True disidentification is a remarkable and transformative experience. It’s not imagined, but a fully engaged cognitive and emotional bodily-felt state. Disidentification allows for an extended two-way communication between your exiled inner feelings and your whole self, which listens with acceptance and compassion. As the process unfolds, layers of hurts, fears, anger, and denied or conflicting inner “parts” emerge into awareness, leading, as they are heard and understood, toward a resolution and new integration of your whole self.

The Felt Shift

This integration process creates felt shifts that often provide an entirely new understanding of whatever issue you’ve been struggling with. These are bodily-felt solutions that you wouldn’t have reached by “thinking things through.” Felt shifts are completely different from consciously trying to become a “better,” less reactive person. They feel as if something disconnected within your being has been reconnected, something misaligned has come back into alignment.

While all forms of mindfulness meditation have great value, IRF shows that no feeling or place inside you needs to be denied, rejected, or corrected. You don’t need to meditate for years to discover that you have the ability to embrace and listen to everything within you with compassion. You can directly experience it.
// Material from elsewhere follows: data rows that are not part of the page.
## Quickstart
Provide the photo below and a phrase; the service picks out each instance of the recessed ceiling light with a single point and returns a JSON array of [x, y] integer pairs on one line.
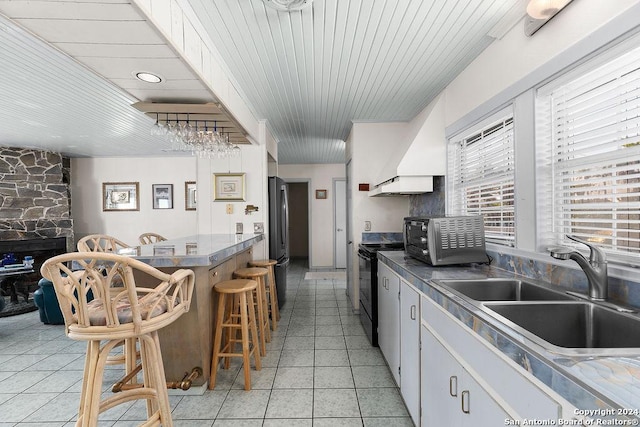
[[288, 5], [148, 77]]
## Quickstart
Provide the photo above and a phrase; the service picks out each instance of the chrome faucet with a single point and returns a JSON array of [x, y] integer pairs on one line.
[[595, 268]]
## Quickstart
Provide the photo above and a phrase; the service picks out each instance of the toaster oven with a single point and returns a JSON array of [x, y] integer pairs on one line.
[[445, 240]]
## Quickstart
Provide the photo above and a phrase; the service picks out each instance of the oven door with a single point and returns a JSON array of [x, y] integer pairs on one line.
[[364, 263], [368, 295]]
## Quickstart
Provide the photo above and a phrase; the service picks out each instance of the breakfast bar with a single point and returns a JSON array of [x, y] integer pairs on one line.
[[188, 343]]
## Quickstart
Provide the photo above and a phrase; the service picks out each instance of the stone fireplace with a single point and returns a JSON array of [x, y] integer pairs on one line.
[[35, 203]]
Your feelings, all of them, have something good to give you if you know how to listen to them.

References

Epel, E., Daubenmier, J., Moskowitz, J. T., Folkman, S., & Blackburn, E. (2009). Can meditation slow rate of cellular aging? Cognitive stress, mindfulness, and telomeres. Annals of the New York Academy of Sciences, 1172, 34–53. https://doi.org/10.1111/j.1749-6632.2009.04414.x

Siebrecht Vanhooren, Annelies Grosemans & Jeroen Breynaert (2022) Focusing, the felt sense, and meaning in life, Person-Centered & Experiential Psychotherapies, DOI: 10.1080/14779757.2022.2028660

Early, A., Krycka, K., Perlstein, A., ZAROGIANNIS, P., Afford, P., Boukydis, Z., ... & Ikemi, A. (2014). Theory and practice of focusing-oriented psychotherapy: Beyond the talking cure. Jessica Kingsley Publishers.